You are viewing a plain text version of this content. The canonical link for it is here.
Posted to dev@jackrabbit.apache.org by "Dolan, Kelly" <kd...@inmedius.com> on 2011/05/03 22:02:32 UTC

is doc addition / indexing synchronous or asynchronous?

(re-posting since it didn't seem like my original email was sent out, my
apologies if I'm mistaken)

 

 

i found a thread from Apr 2006
(http://jackrabbit.510166.n4.nabble.com/Is-doc-addition-indexing-synchro
nous-or-asynchronous-td528243.html).  

 

i find myself in a similar situation - for me, i'm adding lots of
documents to the repository at once, its taking a great deal of time,
the majority of that time is spent indexing and therefore i need to
change my configuration or extend SearchIndex such that indexing occurs
asynchronously ... i really do not have a choice.

 

i followed most of the thread conversation but not sure if i totally
understand everything.  

 

(1) the thread mentions the observation events are synchronous.  it is
possible to change this to be asynchronous?

(2) marcel brought up two issues with (1)

    (a) a search may not "hit" a document just added; there would be a
delay

    (b) if the jvm crashed, documents not indexed yet could not be and
this cannot be recovered

 

i can live with (a) but not (b). the thread continued on re: (b) wrt
persisting what needs indexed.  that is where i started to get lost.
while (b) was mentioned, it seemed like jackrabbit handles it with a
redo.log.

 

in any case, i need to make indexing asynchronous.  i had started down
the path of extending SearchIndex and overridding the updateNodes()
method but now i'm wondering if there is just a way i can configure
jackrabbit to make indexing asynchronous or if there are still serious
issues i have not considered. Or is extending SearchIndex and
overridding the updateNodes() method what I should do?

 

i'm currently integrated with jackrabbit 1.6.  i'm not sure if i can
upgrade to the latest version at this time but if a later version buys
me something, please let me know.

 

kelly

 


Re: is doc addition / indexing synchronous or asynchronous?

Posted by Alexander Klimetschek <ak...@adobe.com>.
On 04.05.11 22:38, "Dolan, Kelly" <kd...@inmedius.com> wrote:
>If I modify SearchManager such that it
>implements EventListener as opposed to SynchronousEventListener indexing
>now occurs
>in a background thread.  If I proceed with such a change, will this break
>anything in Jackrabbit?  i.e., is there any operation that modifies the
>repository, immediately does a search and expects to find what was just
>added
>and if it does not, fails?

I don't know that exact part of the search index implementation to judge
what this change will do, but I think this would break 6.5 "Search Scope"
from the JCR spec [0]:

"A query must search the persistent workspace associated with the current
session. It may take into account pending changes to the persistent
workspace; that is, changes which are either unsaved or, within a
transaction, saved but uncommitted."


That means, as soon save() returns (== persisted), the index should be up
to date. This might be important for certain applications that for example
change something, save it and then run a search again to update the view -
this scenario would be broken and the app would have no information how
long to wait until the search index is up to date.

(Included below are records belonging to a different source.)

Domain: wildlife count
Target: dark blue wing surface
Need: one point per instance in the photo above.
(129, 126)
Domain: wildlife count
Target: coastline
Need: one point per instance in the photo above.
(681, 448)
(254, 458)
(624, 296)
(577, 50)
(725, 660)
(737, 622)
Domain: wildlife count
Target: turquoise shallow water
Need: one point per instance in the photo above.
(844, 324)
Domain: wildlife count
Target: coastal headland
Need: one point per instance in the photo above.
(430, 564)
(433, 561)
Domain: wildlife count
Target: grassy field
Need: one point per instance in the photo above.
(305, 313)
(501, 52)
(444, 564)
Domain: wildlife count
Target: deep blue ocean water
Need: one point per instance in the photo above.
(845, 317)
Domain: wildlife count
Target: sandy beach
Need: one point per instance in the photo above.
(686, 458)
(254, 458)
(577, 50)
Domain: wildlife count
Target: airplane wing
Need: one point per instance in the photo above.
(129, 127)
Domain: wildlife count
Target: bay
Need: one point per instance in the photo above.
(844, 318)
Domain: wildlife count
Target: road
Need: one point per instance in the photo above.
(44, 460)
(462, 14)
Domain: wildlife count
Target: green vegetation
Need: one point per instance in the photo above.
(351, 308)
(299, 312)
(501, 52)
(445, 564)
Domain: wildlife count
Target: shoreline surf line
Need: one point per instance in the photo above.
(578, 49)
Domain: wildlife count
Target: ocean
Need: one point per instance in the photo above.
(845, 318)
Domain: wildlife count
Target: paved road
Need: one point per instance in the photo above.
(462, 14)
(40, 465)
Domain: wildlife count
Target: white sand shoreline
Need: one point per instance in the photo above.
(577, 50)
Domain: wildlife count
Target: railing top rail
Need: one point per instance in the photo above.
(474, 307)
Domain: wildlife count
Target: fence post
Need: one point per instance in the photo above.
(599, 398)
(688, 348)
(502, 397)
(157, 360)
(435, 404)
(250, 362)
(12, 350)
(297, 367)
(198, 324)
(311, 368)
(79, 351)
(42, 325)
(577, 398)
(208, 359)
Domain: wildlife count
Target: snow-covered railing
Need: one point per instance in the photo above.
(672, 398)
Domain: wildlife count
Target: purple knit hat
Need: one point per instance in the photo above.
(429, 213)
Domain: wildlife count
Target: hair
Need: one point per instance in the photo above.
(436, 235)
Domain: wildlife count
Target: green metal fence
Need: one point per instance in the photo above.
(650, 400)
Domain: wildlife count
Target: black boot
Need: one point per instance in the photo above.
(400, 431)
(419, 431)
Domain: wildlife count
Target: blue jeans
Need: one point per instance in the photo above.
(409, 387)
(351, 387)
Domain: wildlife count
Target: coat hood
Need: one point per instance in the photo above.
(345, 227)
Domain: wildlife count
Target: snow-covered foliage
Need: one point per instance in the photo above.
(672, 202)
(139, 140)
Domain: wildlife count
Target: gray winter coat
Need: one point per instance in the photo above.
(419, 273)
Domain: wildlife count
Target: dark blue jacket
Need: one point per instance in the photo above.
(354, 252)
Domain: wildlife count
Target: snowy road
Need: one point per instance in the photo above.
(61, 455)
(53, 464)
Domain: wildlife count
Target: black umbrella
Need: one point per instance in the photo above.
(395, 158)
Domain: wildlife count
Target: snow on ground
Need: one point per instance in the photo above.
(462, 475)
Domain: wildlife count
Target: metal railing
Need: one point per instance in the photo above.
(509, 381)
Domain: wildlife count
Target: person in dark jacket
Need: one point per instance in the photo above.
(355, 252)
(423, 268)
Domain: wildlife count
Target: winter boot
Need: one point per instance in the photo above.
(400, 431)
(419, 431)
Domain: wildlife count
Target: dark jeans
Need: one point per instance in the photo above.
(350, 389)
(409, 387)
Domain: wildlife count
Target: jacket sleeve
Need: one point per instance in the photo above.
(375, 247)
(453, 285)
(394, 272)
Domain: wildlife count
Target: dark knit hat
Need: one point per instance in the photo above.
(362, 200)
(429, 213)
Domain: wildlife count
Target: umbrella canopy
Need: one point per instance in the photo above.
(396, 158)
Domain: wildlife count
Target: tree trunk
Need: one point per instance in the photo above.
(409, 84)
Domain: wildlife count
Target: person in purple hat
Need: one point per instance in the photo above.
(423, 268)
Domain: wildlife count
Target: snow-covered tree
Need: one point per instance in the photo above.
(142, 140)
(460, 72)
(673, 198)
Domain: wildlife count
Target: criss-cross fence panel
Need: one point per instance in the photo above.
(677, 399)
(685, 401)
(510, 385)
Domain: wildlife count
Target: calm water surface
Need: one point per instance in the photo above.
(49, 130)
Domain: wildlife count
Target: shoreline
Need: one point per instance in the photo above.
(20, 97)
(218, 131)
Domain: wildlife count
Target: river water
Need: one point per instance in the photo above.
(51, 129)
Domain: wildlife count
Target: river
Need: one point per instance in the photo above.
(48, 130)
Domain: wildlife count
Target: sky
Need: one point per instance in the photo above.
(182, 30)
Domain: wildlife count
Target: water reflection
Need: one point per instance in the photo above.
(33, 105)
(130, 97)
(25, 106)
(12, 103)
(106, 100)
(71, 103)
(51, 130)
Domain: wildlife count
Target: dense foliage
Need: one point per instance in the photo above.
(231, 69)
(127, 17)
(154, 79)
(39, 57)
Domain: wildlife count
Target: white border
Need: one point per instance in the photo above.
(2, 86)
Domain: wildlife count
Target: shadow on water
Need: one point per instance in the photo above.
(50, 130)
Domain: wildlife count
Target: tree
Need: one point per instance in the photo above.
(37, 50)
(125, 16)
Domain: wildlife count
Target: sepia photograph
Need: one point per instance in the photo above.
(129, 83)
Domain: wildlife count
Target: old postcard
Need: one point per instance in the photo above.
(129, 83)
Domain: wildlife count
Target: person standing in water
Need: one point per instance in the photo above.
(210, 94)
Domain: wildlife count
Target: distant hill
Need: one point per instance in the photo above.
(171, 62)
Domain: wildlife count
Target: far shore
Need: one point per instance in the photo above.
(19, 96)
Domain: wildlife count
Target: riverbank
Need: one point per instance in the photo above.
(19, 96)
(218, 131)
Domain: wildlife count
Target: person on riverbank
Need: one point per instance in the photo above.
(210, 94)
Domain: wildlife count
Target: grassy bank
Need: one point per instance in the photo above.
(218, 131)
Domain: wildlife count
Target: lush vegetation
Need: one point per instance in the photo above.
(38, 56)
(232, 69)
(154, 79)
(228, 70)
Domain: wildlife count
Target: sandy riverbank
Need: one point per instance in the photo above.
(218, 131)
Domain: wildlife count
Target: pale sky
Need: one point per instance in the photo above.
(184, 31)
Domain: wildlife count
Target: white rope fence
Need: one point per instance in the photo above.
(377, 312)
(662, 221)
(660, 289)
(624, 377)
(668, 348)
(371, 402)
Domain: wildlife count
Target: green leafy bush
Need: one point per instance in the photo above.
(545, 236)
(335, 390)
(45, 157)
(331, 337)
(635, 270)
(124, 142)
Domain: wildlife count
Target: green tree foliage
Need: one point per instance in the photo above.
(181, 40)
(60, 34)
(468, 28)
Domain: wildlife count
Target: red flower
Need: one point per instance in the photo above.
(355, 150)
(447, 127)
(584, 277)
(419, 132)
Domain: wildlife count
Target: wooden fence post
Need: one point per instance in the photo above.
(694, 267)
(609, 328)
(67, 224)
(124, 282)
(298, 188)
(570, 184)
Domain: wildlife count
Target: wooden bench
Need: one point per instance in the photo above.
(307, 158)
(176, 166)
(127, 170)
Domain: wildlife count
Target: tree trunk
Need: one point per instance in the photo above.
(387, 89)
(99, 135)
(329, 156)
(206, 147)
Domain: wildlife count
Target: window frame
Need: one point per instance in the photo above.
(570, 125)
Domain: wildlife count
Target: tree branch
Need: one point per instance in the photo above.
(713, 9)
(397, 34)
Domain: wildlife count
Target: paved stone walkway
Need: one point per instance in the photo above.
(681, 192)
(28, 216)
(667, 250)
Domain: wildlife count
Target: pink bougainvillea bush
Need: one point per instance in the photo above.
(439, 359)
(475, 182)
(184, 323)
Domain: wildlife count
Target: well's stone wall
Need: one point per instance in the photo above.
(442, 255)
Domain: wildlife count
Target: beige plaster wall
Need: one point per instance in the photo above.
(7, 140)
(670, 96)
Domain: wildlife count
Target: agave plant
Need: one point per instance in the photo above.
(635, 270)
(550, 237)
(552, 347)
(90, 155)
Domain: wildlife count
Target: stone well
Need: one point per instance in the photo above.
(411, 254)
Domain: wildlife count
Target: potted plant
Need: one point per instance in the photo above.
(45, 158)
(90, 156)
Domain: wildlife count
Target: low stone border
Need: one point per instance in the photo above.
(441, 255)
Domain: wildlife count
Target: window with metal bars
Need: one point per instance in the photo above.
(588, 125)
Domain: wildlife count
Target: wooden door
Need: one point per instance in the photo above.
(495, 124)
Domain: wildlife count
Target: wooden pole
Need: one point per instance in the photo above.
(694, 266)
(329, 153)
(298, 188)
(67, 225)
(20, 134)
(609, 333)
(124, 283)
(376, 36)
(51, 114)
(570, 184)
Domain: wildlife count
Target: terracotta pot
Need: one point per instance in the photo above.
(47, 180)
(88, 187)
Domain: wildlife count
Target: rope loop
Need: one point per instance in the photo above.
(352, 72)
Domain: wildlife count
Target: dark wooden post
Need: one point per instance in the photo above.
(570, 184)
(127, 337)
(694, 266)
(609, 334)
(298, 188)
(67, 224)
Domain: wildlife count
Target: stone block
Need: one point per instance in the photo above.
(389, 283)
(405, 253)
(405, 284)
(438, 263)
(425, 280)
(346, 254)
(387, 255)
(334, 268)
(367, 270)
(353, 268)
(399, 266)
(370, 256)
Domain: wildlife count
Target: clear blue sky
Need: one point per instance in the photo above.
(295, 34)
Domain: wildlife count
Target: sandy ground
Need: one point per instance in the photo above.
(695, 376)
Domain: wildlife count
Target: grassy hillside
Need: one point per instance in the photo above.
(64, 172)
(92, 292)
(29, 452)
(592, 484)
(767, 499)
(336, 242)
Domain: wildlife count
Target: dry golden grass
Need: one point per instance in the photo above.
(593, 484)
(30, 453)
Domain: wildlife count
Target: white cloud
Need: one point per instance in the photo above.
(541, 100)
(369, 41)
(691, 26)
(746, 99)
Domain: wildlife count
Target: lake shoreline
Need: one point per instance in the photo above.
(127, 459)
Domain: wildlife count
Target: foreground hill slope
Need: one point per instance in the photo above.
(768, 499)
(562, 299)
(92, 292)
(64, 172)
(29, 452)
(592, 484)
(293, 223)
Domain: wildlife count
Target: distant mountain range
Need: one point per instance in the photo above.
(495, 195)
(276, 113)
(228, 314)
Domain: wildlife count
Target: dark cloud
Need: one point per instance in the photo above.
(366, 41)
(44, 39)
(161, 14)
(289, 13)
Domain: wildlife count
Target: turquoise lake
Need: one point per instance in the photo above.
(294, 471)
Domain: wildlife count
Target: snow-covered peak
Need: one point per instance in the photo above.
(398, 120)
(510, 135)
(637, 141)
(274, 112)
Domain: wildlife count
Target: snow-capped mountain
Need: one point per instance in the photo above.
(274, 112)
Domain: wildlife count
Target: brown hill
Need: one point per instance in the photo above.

[0] http://www.day.com/specs/jcr/2.0/6_Query.html#6.5%20Search%20Scope

Regards,
Alex

-- 
Alexander Klimetschek
Developer // Adobe (Day) // Berlin - Basel


RE: is doc addition / indexing synchronous or asynchronous?

Posted by "Dolan, Kelly" <kd...@inmedius.com>.
 

If I modify SearchManager such that it implements EventListener as
opposed to SynchronousEventListener indexing now occurs in a background
thread.  If I proceed with such a change, will this break anything in
Jackrabbit?  i.e., is there any operation that modifies the repository,
immediately does a search and expects to find what was just added and if
it does not, fails?

 

Kelly

 

________________________________

From: Dolan, Kelly [mailto:kdolan@inmedius.com] 
Sent: Tuesday, May 03, 2011 4:03 PM
To: dev@jackrabbit.apache.org
Subject: is doc addition / indexing synchronous or asynchronous? 

 

(re-posting since it didn't seem like my original email was sent out, my
apologies if I'm mistaken)

 

 

i found a thread from Apr 2006
(http://jackrabbit.510166.n4.nabble.com/Is-doc-addition-indexing-synchro
nous-or-asynchronous-td528243.html).  

 

i find myself in a similar situation - for me, i'm adding lots of
documents to the repository at once, its taking a great deal of time,
the majority of that time is spent indexing and therefore i need to
change my configuration or extend SearchIndex such that indexing occurs
asynchronously ... i really do not have a choice.

 

i followed most of the thread conversation but not sure if i totally
understand everything.  

 

(1) the thread mentions the observation events are synchronous.  it is
possible to change this to be asynchronous?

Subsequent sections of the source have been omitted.